Trumpower, with severe wounds to his hands and face, tried to get the cargo hatch open. With Anderson's help, the two men were able to open it wide enough to evacuate the vehicle. Reyes, although also wounded and disoriented by the flames, found the fire-suppression handle and doused the blaze long enough for everyone to escape.

Once everyone was out, Anderson took a rifle from the vehicle and single-handedly made sure there were no insurgents within a nearby building, while Trumpower guarded the wounded and Reyes, a medic, evaluated and stabilized them.

After they moved the wounded into the building, Anderson attempted to retrieve a radio and smoke grenade to signal their location, only to find both destroyed in the vehicle. Knowing the wounded driver was going into shock and could bleed to death without immediate evacuation, Anderson ran about 400 meters to try and get the attention of a nearby tank crew.

Unable to get the attention of the tank, he ran farther down the road to wave down a Bradley Fighting Vehicle, then led it back to the wounded Soldiers, and subsequently supervised the loading of his men.

Col. Sean MacFarland, commander of 1st Brigade, 1st Armored Division, presented each of the men their awards and praised the heroism they exhibited. He cited their actions as examples of living the "Warrior Ethos."

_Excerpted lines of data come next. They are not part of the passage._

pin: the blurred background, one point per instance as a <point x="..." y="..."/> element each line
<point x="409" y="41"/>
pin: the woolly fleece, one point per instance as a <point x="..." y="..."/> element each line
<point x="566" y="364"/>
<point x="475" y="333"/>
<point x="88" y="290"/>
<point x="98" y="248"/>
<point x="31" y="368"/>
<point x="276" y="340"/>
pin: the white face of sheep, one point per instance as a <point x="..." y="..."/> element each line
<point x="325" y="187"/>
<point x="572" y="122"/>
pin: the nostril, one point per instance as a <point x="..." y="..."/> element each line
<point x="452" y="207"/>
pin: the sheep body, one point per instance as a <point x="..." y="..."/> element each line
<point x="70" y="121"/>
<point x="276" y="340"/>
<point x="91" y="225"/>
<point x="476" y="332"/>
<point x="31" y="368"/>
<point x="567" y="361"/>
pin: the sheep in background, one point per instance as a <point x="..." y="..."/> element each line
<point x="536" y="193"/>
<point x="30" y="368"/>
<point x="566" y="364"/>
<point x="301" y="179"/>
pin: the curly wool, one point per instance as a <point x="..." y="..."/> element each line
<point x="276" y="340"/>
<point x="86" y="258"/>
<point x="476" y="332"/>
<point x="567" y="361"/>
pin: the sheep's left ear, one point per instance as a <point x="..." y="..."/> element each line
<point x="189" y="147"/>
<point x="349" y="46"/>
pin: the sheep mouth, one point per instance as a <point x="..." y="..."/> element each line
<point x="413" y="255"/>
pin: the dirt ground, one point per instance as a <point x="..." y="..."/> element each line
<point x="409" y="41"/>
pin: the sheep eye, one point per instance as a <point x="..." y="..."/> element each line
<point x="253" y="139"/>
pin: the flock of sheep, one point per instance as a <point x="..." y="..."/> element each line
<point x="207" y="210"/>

"They didn't give up," MacFarland said. "They did not leave their comrades behind."

Trumpower said after the ceremony that he counted himself lucky for the other Soldiers present, who helped take care of the casualties. He said he remembers the incident "like it just happened yesterday."

"Sometimes I guess I would rather not have the award and not have those things happen," Trumpower said.

Reyes said he hasn't thought much about the incident, but he was grateful his actions were held in high regard.

"We were pretty much alone out there," Reyes said. "It could have gone dramatically different than it did."

Both Reyes and Trumpower were also presented the Army Commendation medal during the ceremony.